Fowler began the week by paying tribute to the late Payne Stewart, wearing his idol's trademark plus fours for the opening round on Thursday.
Stewart won his third major title in the 1999 US Open at Pinehurst, but died just a few months later at the age of 42 when the private plane in which he was travelling depressurised and eventually crashed in a field in South Dakota.
"It was awesome to be able to come out here and wear the plus fours in honour of Payne," Fowler said after a round containing five birdies and two bogeys. "It was very special. I sent a message to Chelsea Stewart (Payne's daughter) afterwards and said, 'I hope you guys liked it as much as I did', because it was a lot of fun walking around with her dad that day. It was definitely special."
No rain had fallen overnight to soften the greens and the pin positions tucked close to the edge of almost every green prompted veteran American Kenny Perry to say after his 74: "I tell you what - it was a golf course of 18 of the toughest pins I've ever seen. It was probably the hardest set-up I've ever experienced in a major championship."
Those sentiments were borne out by some of the early completed scores which saw Boo Weekley shoot 80, Russell Henley 82 and Japan's Toru Taniguchi an 18-over-par 88 which contained six pars, seven bogeys, four double bogeys and a triple bogey.
And Kaymer was soon in trouble with a three-putt bogey on the second followed by another bogey on the fourth, although he did superbly well to limit the damage after his tee shot finished up against a mound of pine needles and forced him to take a penalty drop.
Another pulled drive on the par-five fifth found the "native area" left of the fairway, but Kaymer produced a stunning approach shot from 202 yards to five feet and holed for eagle to get back to 10 under par.
That was good enough for a seven-shot lead, but Kaymer charged his birdie putt on the sixth past the hole and off the green, before dropping his first shots of the entire week on the back nine at the 13th and 15th.

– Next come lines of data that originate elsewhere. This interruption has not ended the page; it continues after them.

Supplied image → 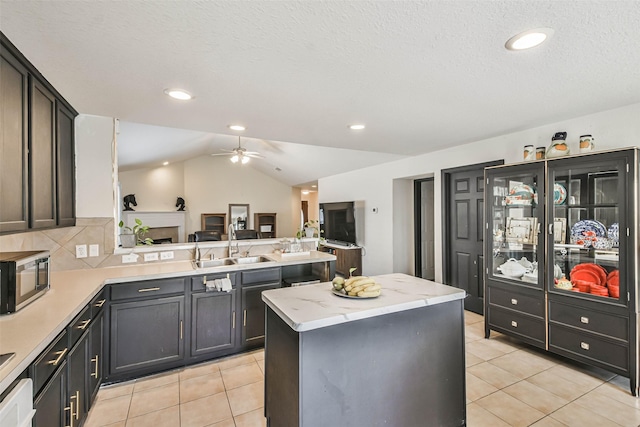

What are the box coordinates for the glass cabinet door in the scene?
[485,163,545,288]
[547,154,628,304]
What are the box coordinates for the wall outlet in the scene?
[89,244,100,256]
[144,252,158,262]
[122,254,138,264]
[76,245,87,258]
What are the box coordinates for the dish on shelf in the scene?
[571,219,607,248]
[607,222,620,248]
[331,289,380,299]
[553,182,567,205]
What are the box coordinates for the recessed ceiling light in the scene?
[164,89,193,101]
[504,28,553,50]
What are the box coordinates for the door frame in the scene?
[441,159,504,284]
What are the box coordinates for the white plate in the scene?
[331,289,380,299]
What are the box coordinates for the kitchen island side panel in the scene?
[265,300,466,427]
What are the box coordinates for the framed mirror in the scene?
[229,203,251,230]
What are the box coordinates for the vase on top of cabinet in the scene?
[484,148,640,395]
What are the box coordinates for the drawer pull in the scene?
[91,354,99,378]
[78,319,91,331]
[47,347,67,366]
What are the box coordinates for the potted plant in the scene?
[118,218,153,248]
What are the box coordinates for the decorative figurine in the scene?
[176,197,184,211]
[124,194,138,211]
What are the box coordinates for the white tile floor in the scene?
[85,312,640,427]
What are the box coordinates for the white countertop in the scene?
[0,251,336,393]
[262,273,466,332]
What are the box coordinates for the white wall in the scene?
[118,162,184,212]
[318,104,640,281]
[184,156,300,237]
[75,114,114,218]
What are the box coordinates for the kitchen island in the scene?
[262,274,466,427]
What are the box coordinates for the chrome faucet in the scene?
[227,223,239,258]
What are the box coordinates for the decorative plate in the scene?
[607,222,620,248]
[571,219,607,248]
[331,289,380,299]
[553,182,567,205]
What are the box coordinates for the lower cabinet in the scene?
[33,360,65,427]
[109,295,185,376]
[241,268,281,348]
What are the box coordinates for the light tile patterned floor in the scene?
[85,312,640,427]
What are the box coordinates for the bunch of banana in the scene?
[344,276,382,297]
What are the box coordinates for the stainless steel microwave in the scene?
[0,251,51,314]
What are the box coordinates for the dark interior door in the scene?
[442,161,503,314]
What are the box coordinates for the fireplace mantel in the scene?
[122,211,187,243]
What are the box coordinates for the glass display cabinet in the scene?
[485,148,640,395]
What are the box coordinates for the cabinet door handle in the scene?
[47,347,68,366]
[91,354,99,378]
[69,390,80,420]
[64,402,73,427]
[78,319,91,331]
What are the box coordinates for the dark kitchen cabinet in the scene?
[0,33,78,233]
[33,360,66,427]
[241,268,281,348]
[485,148,640,395]
[0,41,29,232]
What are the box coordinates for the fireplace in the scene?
[122,211,187,243]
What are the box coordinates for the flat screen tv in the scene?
[320,202,357,245]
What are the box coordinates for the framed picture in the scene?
[553,218,567,243]
[505,217,538,244]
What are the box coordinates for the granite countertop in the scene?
[262,273,466,332]
[0,251,336,393]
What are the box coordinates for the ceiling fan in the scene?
[212,137,264,164]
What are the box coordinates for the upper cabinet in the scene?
[485,148,640,395]
[0,33,78,232]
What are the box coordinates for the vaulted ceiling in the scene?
[0,0,640,185]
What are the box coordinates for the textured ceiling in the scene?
[0,0,640,186]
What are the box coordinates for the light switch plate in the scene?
[144,252,158,262]
[122,254,138,264]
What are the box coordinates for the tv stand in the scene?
[318,242,362,277]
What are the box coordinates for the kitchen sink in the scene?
[195,258,235,268]
[233,255,273,264]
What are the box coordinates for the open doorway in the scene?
[413,178,436,280]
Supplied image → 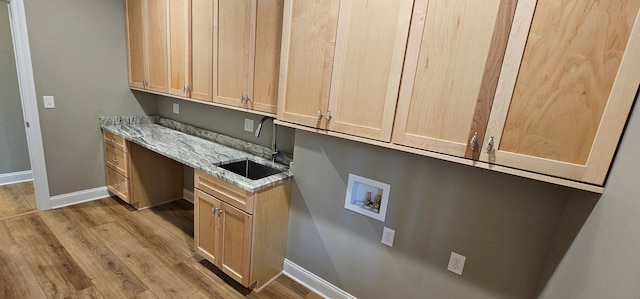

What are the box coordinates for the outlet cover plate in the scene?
[42,96,56,109]
[447,251,467,275]
[244,118,253,132]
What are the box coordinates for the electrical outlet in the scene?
[381,226,396,247]
[42,96,56,109]
[244,118,253,132]
[447,251,467,275]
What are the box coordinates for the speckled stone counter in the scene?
[100,116,292,192]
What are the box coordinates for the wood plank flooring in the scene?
[0,182,36,220]
[0,195,321,299]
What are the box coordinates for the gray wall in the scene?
[0,3,31,174]
[287,131,571,298]
[540,92,640,299]
[25,0,157,196]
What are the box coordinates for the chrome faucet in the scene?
[255,116,278,162]
[255,116,271,137]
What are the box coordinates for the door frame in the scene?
[7,0,51,210]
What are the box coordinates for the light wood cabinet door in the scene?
[125,0,169,93]
[168,0,191,97]
[194,189,253,286]
[213,0,283,113]
[246,0,284,114]
[278,0,340,128]
[213,0,255,106]
[194,189,222,267]
[482,0,640,185]
[278,0,413,141]
[145,0,169,93]
[392,0,516,159]
[219,202,253,286]
[125,0,146,88]
[191,0,213,102]
[325,0,413,141]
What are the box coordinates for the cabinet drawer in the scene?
[102,131,128,152]
[104,143,129,178]
[194,170,254,214]
[105,167,131,203]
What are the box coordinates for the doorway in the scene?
[0,0,51,210]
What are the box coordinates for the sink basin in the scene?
[218,160,283,180]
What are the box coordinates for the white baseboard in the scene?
[51,186,110,209]
[0,170,33,186]
[182,189,193,203]
[283,259,357,299]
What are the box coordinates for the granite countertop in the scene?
[100,116,293,192]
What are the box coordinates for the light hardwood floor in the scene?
[0,182,36,220]
[0,195,320,298]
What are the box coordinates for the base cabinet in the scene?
[194,170,290,291]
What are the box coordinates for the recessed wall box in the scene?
[344,173,391,222]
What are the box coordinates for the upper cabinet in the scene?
[169,0,191,97]
[278,0,413,141]
[126,0,283,114]
[125,0,169,92]
[481,0,640,185]
[213,0,283,114]
[392,0,516,159]
[190,0,213,102]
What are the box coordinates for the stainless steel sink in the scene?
[218,160,284,180]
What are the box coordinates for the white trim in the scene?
[0,170,33,186]
[282,259,357,299]
[51,186,111,209]
[9,0,51,210]
[182,189,194,203]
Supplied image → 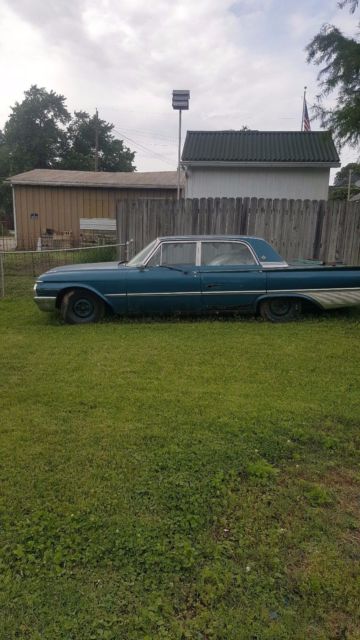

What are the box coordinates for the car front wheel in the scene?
[260,298,301,322]
[60,289,105,324]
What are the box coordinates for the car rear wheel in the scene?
[60,289,105,324]
[260,298,301,322]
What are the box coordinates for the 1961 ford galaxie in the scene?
[34,236,360,324]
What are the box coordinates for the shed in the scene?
[182,130,340,200]
[9,169,183,249]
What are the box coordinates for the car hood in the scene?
[46,262,126,274]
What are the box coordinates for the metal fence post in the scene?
[0,252,5,298]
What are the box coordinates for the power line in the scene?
[114,128,174,167]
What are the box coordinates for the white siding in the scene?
[185,167,330,200]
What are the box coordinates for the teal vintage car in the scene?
[34,236,360,324]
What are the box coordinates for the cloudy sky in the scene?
[0,0,358,178]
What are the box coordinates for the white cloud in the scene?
[0,0,354,170]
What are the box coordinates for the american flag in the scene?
[303,97,311,131]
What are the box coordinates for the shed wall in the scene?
[186,167,330,200]
[13,185,176,249]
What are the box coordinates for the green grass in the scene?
[0,281,360,640]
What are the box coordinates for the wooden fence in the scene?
[117,198,360,265]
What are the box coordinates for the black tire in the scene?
[260,298,301,322]
[60,289,105,324]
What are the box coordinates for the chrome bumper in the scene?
[34,296,56,311]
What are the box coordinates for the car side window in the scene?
[201,242,256,267]
[148,242,196,267]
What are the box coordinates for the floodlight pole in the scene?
[177,109,182,201]
[172,89,190,201]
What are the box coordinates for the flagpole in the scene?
[300,87,307,131]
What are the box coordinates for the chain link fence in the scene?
[0,240,133,297]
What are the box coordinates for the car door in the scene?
[127,241,201,314]
[200,240,266,313]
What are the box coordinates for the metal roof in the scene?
[8,169,184,189]
[182,131,339,166]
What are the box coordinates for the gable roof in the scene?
[8,169,183,189]
[182,131,339,167]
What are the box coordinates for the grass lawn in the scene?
[0,282,360,640]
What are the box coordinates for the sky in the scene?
[0,0,359,180]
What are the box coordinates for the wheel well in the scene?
[256,295,323,314]
[55,287,112,311]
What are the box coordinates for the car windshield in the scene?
[127,238,157,267]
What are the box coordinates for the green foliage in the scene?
[0,300,360,640]
[58,111,135,171]
[4,85,70,173]
[0,85,135,225]
[307,0,360,146]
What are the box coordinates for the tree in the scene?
[306,0,360,146]
[59,111,135,171]
[4,85,71,173]
[0,85,135,224]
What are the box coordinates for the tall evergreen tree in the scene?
[307,0,360,146]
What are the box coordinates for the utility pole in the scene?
[172,89,190,201]
[348,169,352,201]
[95,109,99,171]
[300,87,307,131]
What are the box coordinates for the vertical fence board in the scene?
[117,198,360,265]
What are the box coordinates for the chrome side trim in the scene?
[105,293,127,298]
[202,289,266,296]
[268,287,360,309]
[34,296,56,311]
[106,289,266,298]
[260,260,289,269]
[128,290,201,298]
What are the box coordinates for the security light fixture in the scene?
[172,89,190,200]
[173,89,190,111]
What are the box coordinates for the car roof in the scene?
[158,235,265,242]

Defending champion Justin Rose was joint 10th after a round of 70, but the 33-year-old was left frustrated by a number of errors which damaged his bid to become the first back-to-back winner since Curtis Strange in 1989.
"I was frustrated because I dropped four shots in three holes with my short game around the turn, plus three-putting the first," Rose said. "Allow yourself two mistakes and that three shots gets me a couple under.
"It allows me to dream going into tomorrow that it's possible. I think right now I have to accept that I'm probably playing for the places, but stranger things have happened. Today was the day I needed something special."
The man Rose condemned to a record sixth runners-up finish at Merion 12 months ago, Phil Mickelson, was able to maintain his sense of humour despite missing out on the chance to become the sixth man to complete a career Grand Slam.
"If I play well tomorrow, if I hit it better and make some putts, I think I can shoot four or five under, end around even par and finish second again," Mickelson joked after a 72 which left him five over par.